La mia storia: un esempio imperfetto, contraddittorio e tuttora irrisolto
“Il mio ristorante era inagibile, abbiamo vissuto un mese e mezzo nelle tende. Dovevo trovare da lavorare e ho deciso di fare una stagione sul mare. San Vincenzo, avrei dovuto stare via pochi mesi. Ma poi ho scoperto Campiglia. C’era un locale, mi vedo ancora davanti alla vetrina sognare di poterlo avere tutto per me. Dopo qualche anno è successo davvero. E con figli e compagno ci siamo trasferiti”. E questo è un pezzo di storia di Stefania.
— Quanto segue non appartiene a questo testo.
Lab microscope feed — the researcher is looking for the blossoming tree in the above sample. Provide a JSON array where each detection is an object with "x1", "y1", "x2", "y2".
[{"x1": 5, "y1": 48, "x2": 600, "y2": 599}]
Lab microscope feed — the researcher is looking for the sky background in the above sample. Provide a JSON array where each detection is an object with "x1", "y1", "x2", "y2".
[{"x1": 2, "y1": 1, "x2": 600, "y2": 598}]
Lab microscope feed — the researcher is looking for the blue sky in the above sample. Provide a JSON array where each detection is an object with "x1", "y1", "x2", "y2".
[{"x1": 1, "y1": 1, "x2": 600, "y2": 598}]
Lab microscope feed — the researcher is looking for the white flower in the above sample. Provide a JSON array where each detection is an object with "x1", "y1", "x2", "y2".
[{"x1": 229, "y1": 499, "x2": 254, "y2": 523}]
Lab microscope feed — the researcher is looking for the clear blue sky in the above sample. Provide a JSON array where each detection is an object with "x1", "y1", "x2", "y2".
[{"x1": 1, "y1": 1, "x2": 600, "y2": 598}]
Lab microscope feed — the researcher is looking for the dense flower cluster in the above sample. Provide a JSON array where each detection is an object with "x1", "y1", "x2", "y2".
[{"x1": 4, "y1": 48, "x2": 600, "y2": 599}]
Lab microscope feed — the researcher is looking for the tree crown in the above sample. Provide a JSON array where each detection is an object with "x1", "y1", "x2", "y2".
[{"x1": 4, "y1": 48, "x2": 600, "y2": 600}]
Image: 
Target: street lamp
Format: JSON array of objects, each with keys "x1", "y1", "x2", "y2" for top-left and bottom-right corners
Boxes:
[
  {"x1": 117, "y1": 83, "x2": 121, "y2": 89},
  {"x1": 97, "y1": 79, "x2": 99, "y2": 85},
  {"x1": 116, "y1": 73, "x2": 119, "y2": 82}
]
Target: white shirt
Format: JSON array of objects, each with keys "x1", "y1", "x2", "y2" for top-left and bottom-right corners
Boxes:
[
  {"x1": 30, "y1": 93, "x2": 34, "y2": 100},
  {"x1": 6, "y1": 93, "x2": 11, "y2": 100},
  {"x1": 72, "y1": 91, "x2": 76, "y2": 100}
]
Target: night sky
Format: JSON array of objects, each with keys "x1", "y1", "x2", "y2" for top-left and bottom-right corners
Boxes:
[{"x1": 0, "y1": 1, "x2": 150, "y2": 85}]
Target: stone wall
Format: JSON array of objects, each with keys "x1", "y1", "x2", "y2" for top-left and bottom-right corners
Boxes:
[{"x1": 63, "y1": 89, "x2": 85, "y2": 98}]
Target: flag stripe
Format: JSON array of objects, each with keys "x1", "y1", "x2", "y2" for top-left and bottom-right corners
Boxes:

Prima c’è l’adolescenza con il disagio della diversità, gli anni trascorsi a nascondersi nel banco in fondo o a evitare le sedie con i braccioli (cosa che fa tuttora), il sogno infranto di poter fare la hostess sugli aerei (“Ma quando si è mai vista una hostess obesa?”), quello realizzato di un’operazione chirurgica per cancellare la vergogna. Stefania ci si butta a capofitto: è quasi una ‘cavia’, tanto gli interventi in quel momento erano sperimentali. La sua vita cambia, si sente potente e libera, ma il prezzo da pagare c’è e diventa evidente in poco tempo. Una battaglia che non finisce: adesso Stefania non si siede più al banco in fondo ma vicino al bagno perché sa che, probabilmente, dopo i primi bocconi, vomiterà.
Ha tante amiche preziose, come Valentina Bezzi, psicologa e sessuologa con cui ha creato un blog tutto al femminile, anche lei ‘adottata’ dalla Val di Cornia e che ha scritto la post fazione del libro. Ha un nido che è il suo ristorante. Quel che ne esce dalla lettura è che la storia di Stefania è quella di una donna. Senza aggiungere altro. Di quelle donne la cui contesa interiore non si pacifica mai del tutto ma che di questo sono assolutamente consapevoli. “E per quella che è stata la mia esperienza, spero di poter essere un esempio per qualcun altro. Un esempio imperfetto, contraddittorio e tuttora irrisolto”.